The stakes in today’s international environment are greater now than at any time since the end of the Cold War. The threat from terrorism remains serious. But there are also significant large-scale threats. In recent years we’ve seen a resurgent and aggressive Russia, a China flexing its muscles regionally and the enduring potential for trouble from Iran and North Korea. For America to navigate this increasingly complex world, a change in how foreign policy is made will be required. Reinforcing failed policies can no longer be tolerated. It is time for a new foreign policy mindset to evolve—one that recognizes that the application of lethal military power can often be the worst possible solution.

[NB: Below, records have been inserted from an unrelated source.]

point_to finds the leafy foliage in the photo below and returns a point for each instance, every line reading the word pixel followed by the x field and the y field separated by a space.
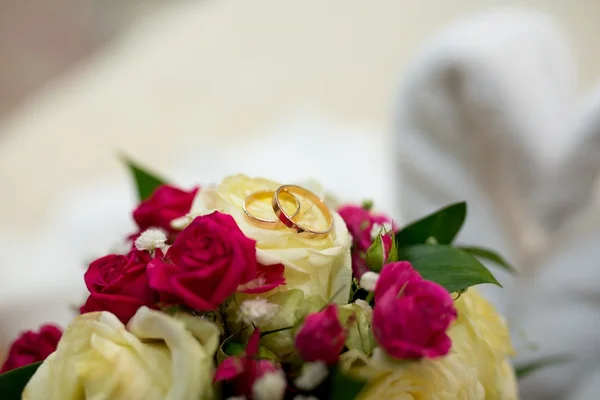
pixel 443 225
pixel 12 383
pixel 145 182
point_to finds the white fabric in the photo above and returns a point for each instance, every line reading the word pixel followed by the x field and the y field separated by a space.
pixel 487 115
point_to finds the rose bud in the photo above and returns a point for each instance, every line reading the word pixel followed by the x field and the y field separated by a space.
pixel 363 225
pixel 396 276
pixel 251 377
pixel 206 264
pixel 410 322
pixel 321 337
pixel 32 347
pixel 118 284
pixel 163 206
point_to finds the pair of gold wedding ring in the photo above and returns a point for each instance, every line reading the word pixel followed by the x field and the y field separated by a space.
pixel 285 218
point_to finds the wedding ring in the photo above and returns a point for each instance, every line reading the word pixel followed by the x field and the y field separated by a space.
pixel 263 222
pixel 287 219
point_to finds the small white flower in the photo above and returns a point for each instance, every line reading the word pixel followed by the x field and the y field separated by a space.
pixel 380 228
pixel 151 239
pixel 369 280
pixel 257 311
pixel 367 309
pixel 270 386
pixel 312 375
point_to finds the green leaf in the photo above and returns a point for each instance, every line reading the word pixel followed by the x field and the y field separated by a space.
pixel 344 387
pixel 450 267
pixel 443 225
pixel 12 383
pixel 374 255
pixel 145 181
pixel 489 255
pixel 230 348
pixel 531 367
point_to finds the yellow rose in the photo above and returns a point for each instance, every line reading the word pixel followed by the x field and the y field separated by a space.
pixel 319 267
pixel 481 336
pixel 156 357
pixel 447 378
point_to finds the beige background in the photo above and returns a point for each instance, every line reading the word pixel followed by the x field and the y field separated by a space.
pixel 226 68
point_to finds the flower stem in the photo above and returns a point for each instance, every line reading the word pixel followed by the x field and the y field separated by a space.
pixel 265 333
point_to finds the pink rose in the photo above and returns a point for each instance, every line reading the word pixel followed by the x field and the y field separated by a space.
pixel 166 204
pixel 411 317
pixel 360 223
pixel 32 347
pixel 206 264
pixel 321 337
pixel 394 276
pixel 118 284
pixel 241 372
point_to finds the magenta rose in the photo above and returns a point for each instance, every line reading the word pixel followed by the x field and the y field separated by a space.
pixel 118 284
pixel 163 206
pixel 32 347
pixel 241 372
pixel 321 337
pixel 360 222
pixel 206 264
pixel 410 320
pixel 395 276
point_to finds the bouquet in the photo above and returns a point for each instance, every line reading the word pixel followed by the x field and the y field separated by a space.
pixel 254 289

What is need are men and women who are able and willing to soberly recognize when existing tactics or policies do not succeed, regardless of how popular they may be. These new leaders must be creative and courageous enough to discover new means to safeguard American security and economic interests. I am a strong proponent of maintaining powerful armed forces that have the ability to crush any opponent who threatens the safety and security of our citizens. But that instrument should be used rarely, and only after all other ideas have been thoroughly tried and exhausted (i.e., not that alternatives were merely considered).